自らの名が、絶対に認めてはいけないものだという、矛盾と皮肉をクワイは存続する限り抱える定めだ。

 ともあれ、戦争を行っていないという論理を詭弁であると断ずることはできよう。事実として「セイノス教にとっての魔物」と戦争を行っているのだから。

 だがしかし、同一種族での争いが全くないことは驚嘆に値する。少なくともこの千年、内乱や動乱の類が一切行われていないのだ。

 地球人類どうしの争いで一体どれほどの人命が失われたかを想えばこの事実は涙を流せるほど素晴らしいことなのだ。


 つまりクワイは一種の生物種が他の生物種を支配し、一つになった理想国家だ。愛と優しさの国。そう呼べるほどに。


 ただし、その愛と優しさは全てセイノス教が基準となっており、それ以外を決して認めない。

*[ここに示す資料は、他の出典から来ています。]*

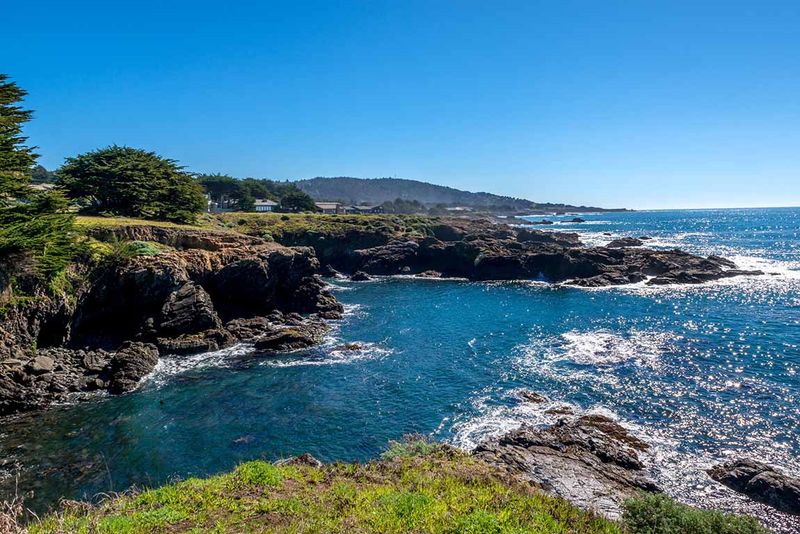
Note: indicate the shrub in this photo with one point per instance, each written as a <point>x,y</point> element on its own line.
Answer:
<point>658,514</point>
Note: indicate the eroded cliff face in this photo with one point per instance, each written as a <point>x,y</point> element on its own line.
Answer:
<point>207,291</point>
<point>483,250</point>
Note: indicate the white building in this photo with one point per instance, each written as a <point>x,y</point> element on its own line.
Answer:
<point>263,205</point>
<point>328,207</point>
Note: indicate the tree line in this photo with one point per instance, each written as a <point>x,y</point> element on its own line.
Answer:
<point>38,207</point>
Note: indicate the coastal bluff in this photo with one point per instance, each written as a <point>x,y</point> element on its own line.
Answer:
<point>201,291</point>
<point>161,290</point>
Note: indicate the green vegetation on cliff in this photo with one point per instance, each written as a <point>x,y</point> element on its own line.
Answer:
<point>131,182</point>
<point>415,487</point>
<point>35,226</point>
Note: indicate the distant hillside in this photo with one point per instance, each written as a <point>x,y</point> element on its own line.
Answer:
<point>379,190</point>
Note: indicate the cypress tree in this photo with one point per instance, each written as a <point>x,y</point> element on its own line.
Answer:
<point>36,224</point>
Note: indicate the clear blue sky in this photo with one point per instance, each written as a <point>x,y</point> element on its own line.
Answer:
<point>642,104</point>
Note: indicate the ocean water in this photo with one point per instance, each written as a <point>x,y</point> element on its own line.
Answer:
<point>702,373</point>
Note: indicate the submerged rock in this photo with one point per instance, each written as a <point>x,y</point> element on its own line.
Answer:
<point>590,461</point>
<point>41,365</point>
<point>760,482</point>
<point>360,276</point>
<point>287,339</point>
<point>130,364</point>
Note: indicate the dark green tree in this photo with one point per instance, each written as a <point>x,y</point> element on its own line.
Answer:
<point>297,201</point>
<point>120,180</point>
<point>34,224</point>
<point>40,175</point>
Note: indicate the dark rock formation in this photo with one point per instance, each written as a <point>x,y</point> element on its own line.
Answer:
<point>360,276</point>
<point>479,249</point>
<point>287,339</point>
<point>761,483</point>
<point>130,364</point>
<point>213,289</point>
<point>590,461</point>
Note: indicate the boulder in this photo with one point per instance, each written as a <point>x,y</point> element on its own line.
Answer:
<point>625,242</point>
<point>132,362</point>
<point>188,310</point>
<point>760,482</point>
<point>287,339</point>
<point>588,462</point>
<point>41,365</point>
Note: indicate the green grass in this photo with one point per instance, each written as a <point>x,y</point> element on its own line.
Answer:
<point>280,226</point>
<point>417,486</point>
<point>440,491</point>
<point>86,221</point>
<point>660,514</point>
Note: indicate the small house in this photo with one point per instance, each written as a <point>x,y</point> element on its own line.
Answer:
<point>264,205</point>
<point>328,207</point>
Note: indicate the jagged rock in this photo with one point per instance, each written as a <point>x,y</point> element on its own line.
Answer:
<point>131,363</point>
<point>287,339</point>
<point>360,276</point>
<point>188,310</point>
<point>625,242</point>
<point>41,365</point>
<point>329,272</point>
<point>206,341</point>
<point>531,396</point>
<point>583,460</point>
<point>761,483</point>
<point>95,360</point>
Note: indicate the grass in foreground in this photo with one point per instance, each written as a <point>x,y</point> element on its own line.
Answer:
<point>440,491</point>
<point>415,487</point>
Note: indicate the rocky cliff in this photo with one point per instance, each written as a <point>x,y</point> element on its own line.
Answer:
<point>483,250</point>
<point>204,291</point>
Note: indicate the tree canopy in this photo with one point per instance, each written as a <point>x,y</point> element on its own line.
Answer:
<point>120,180</point>
<point>36,224</point>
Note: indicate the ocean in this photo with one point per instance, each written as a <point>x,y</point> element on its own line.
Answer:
<point>702,373</point>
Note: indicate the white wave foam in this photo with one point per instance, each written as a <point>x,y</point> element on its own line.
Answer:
<point>493,421</point>
<point>605,347</point>
<point>170,366</point>
<point>599,347</point>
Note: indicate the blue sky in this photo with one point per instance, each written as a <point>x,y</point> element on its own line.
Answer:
<point>641,104</point>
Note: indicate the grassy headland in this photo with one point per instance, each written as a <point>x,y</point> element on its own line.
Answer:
<point>415,487</point>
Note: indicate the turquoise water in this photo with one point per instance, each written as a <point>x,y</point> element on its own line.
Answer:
<point>703,373</point>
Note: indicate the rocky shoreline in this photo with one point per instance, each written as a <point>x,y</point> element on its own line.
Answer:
<point>594,463</point>
<point>210,289</point>
<point>208,292</point>
<point>483,250</point>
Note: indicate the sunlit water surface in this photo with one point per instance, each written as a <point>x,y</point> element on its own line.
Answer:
<point>703,373</point>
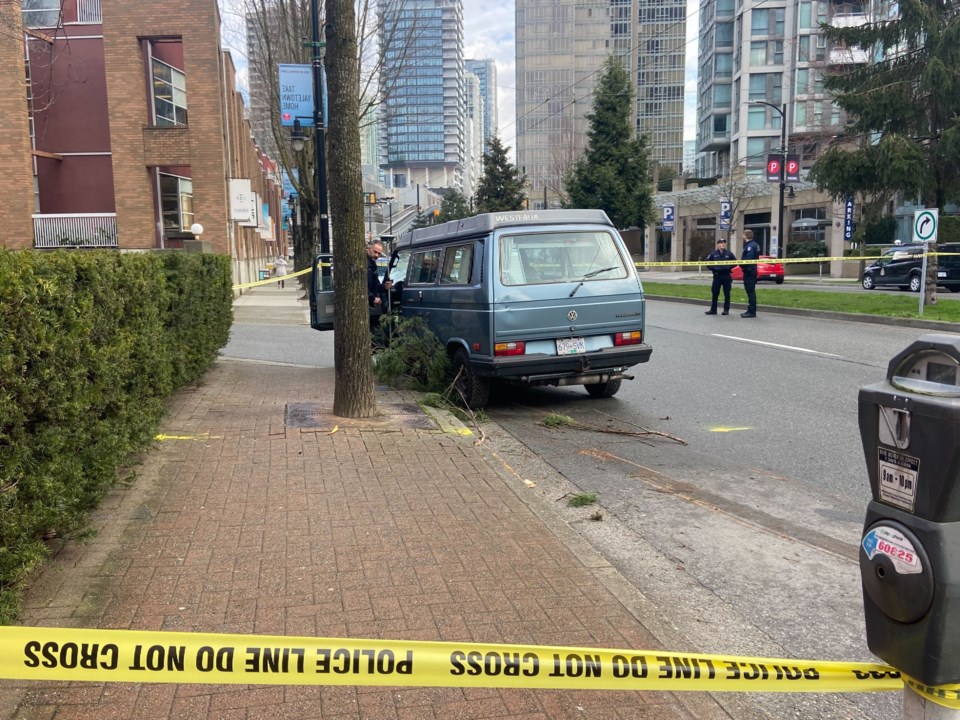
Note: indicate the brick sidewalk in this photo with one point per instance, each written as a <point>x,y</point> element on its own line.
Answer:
<point>377,530</point>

 団結心の強さは自分たち以外を拒絶する針山でもある。

 自らの価値観を絶対視する完成された暗黒の理想郷。

 そこに住まう人々は愛にあふれている。

 そこに住まう人々は幸福に満ちている。

 そこに住まう人々は善良である。

 その国は平和である。

 これらを満たした国は地球には過去に存在せず、恐らく未来にも存在しないだろう。


 だからこそ、「彼」は……この世界で最も強いエゴを持つ彼は、クワイにとっての天敵になりえるのかもしれない。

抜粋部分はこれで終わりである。